Une exposition à Vannes avec Jacques Poullaouec
Le titre de notre exposition est emprunté à un fragment du « Livre de l’intranquillité » de l’écrivain portugais, Fernando Pessoa (1888-1935).
« Voyager ? Pour voyager il suffit d’exister… Si j’imagine, je vois. Que fais-je de plus en voyageant ? Seule une extrême faiblesse de l’imagination peut justifier que l’on ait à se déplacer pour sentir… La vie est ce que nous en faisons. Les voyages, ce sont les voyageurs eux-mêmes. Ce que nous voyons n’est pas fait de ce que nous voyons, mais de ce que nous sommes. »
Le voyage peut emprunter différentes formes : le voyage réel, bien sûr. Mais se déplacer dans l’espace et dans le temps est aussi à la portée de chacun de nous, voyageurs immobiles.
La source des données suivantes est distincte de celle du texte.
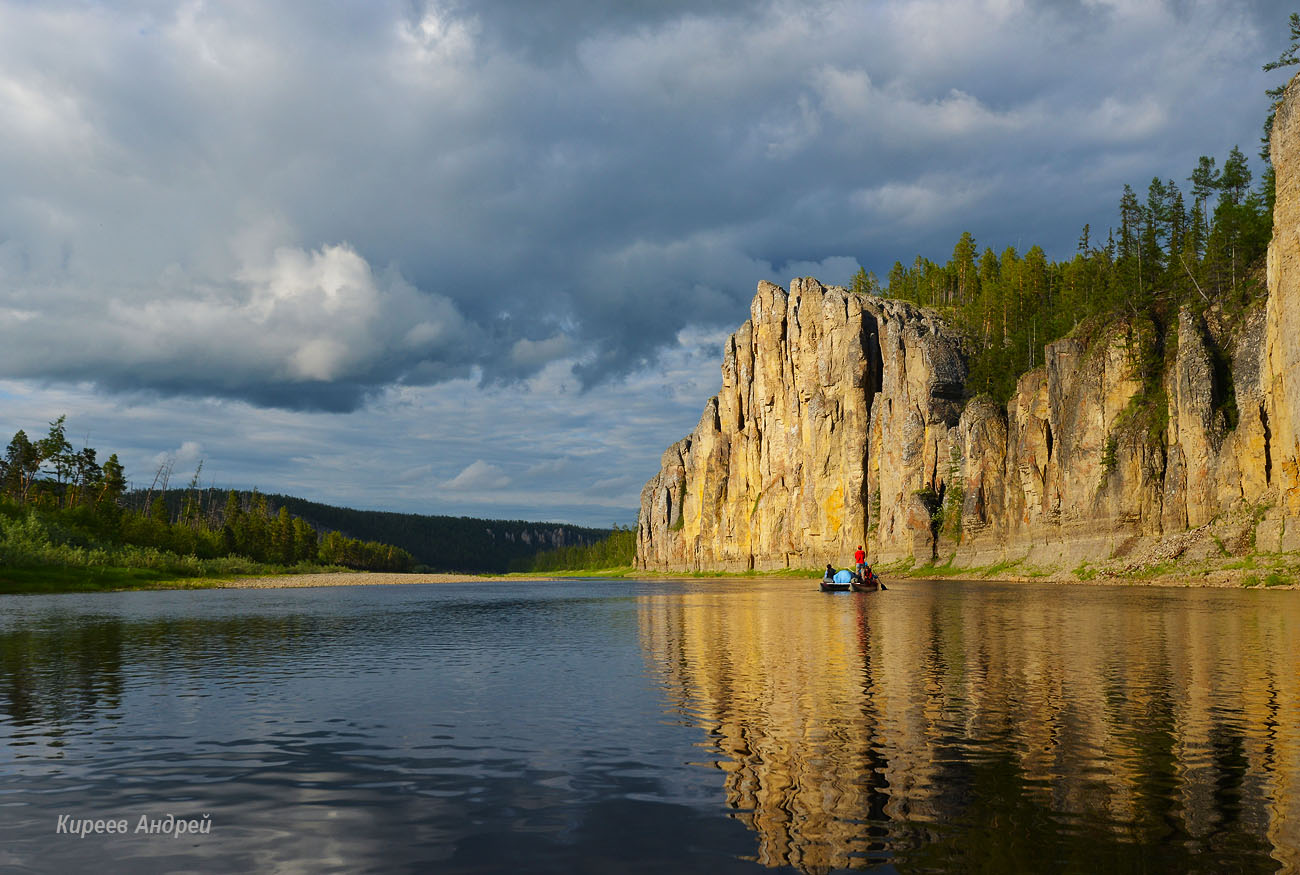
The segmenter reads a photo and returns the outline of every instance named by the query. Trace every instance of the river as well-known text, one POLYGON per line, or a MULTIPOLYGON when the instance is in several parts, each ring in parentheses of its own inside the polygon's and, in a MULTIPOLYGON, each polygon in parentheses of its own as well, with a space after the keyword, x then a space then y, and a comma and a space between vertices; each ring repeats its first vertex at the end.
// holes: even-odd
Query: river
POLYGON ((1298 871, 1298 655, 1296 592, 8 596, 0 870, 1298 871))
Pour cela il suffit de rêver ou de se laisser emporter dans le rêve et la rêverie par un livre, par un film, par une œuvre d’art. Pessoa, en portugais, signifie « personne » ; à force d’être personne, on devient tout le monde et Fernando Pessoa a voulu devenir plusieurs personnes en écrivant sous 76 pseudonymes qu’il a appelés « hétéronymes ». Il se dilue donc dans différents personnages de papier qui regardent et décrivent le monde, chacun à sa manière. Il se crée un petit théâtre mental où il est à la fois auteur, metteur en scène et personnages. Nombreux paysages sont décrits à l’aide de sensations et deviennent des états de son âme.
Dans cette exposition, Pierre Converset et Jacques Poullaouec se proposent de vous faire voyager dans des paysages-états d’âme : l’un avec ses peintures à l’encaustique ou ses aquarelles où l’écriture s’oriente vers un effacement progressif ; l’autre avec ses gravures qui fouaillent le paysage à coup de pointe sèche ou d’acide nitrique. Cette invitation au voyage vous ressemble car nous sommes encadrés dans notre analogie. En effet si un tableau peut nous faire voyager, nous devenons le peintre et la peinture elle-même. Regarder une peinture, c’est pénétrer dans un espace. On fait les yeux petits pour voir grand, on « s’élargit », on se libère. Dès lors le faux problème de l’abstraction ou de la figuration ne se pose plus. Le peintre s’est totalement figuré dans ce tableau que vous regardez : Léonard de Vinci parlait de cosa mentale, d’autres ont choisi les termes d’inscape ou de mindscape.
Il ne s’agit plus pour l’artiste de figurer ou non le monde qu’il a sous les yeux mais de demander au « regardeur » de se figurer lui-même. Le regardeur-voyageur devient le voyage lui-même.